Why is this potentially an important development, in our view? A brief counter-example: When the US enacted the Smoot-Hawley Tariff in 1930, among the most significantly impacted countries was Cuba. Cuba’s economy before 1930 was hugely dependent on the US as a market for sugar exports—but given the increase in sugar duties, it’s estimated some 10% of Cuba’s national income between 1929 and 1933 was effectively erased, which represents roughly a third of the overall decline in Cuba’s GDP over the same period.* And what happened in 1933? Cuba had a revolution, ousted the largely pro-American government and began a slow march toward the revolution of 1956 which installed Fidel Castro and a mostly communist government.

Now, this isn’t in any way to say the increase in US sugar duties was the only negative influence on Cuba’s economy (after all, a global depression was underway) or the Cuban revolution doesn’t happen without those tariffs. But the deleterious effect of the tariff likely played an important role in deepening Cuba’s economic downturn then. And it does highlight the law of unintended consequences and speak powerfully to trade’s efficacy in promoting freer societies more interested in mutually beneficial economic exchange than war—of either the military or trade type.

And it doesn’t necessarily mean the opposite happens for Pakistan and India—at least, not immediately. But it’s certainly a step in the right direction and likely leads ultimately and at least to more open communication between the two.
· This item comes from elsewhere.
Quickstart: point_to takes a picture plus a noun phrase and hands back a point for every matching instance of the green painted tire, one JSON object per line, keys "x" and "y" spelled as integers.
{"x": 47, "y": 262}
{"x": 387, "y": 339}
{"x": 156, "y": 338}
So what’s the benefit for global economies? Well, for now, probably not much. But as India and Pakistan increasingly open to one another, overall economic production in both countries likely goes up, lifting per capita income. And as Pakistanis and Indians earn higher incomes, their demand for consumer goods probably goes up. And it increases their ability to trade for any of those goods in which they lack a comparative advantage (economist for the ability to produce a good more cheaply and efficiently than a competitor). (David Ricardo strikes again!) Which in turn lifts global trade. Now that’s all likely a ways down the road, but overall, this is an interesting development, and one worth watching, in our view—particularly since the announcement seems to be mostly unnoticed.
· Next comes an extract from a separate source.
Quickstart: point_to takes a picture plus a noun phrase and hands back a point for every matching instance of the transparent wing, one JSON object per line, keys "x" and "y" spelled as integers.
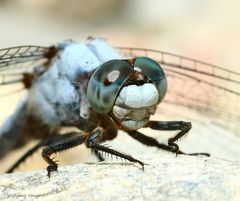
{"x": 18, "y": 62}
{"x": 206, "y": 88}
We’re in a world where one popular perception is that globalization has increased risk. Suffice it to say we don’t think that’s the full story. Fact is, improving trade relations globally can play a significant role in reducing geopolitical risk, while simultaneously aiding economies and consumers. The new deal between India and Pakistan is not a panacea to prevent tension—but it is a significant step forward along the road to better relations. And this deal follows two agreements signed between China and Taiwan the last few years—two more countries with a history of antagonizing one another. Increasing trade ties between nations—especially those with long histories of hatred—represents a key step along the road to both prosperity and peace.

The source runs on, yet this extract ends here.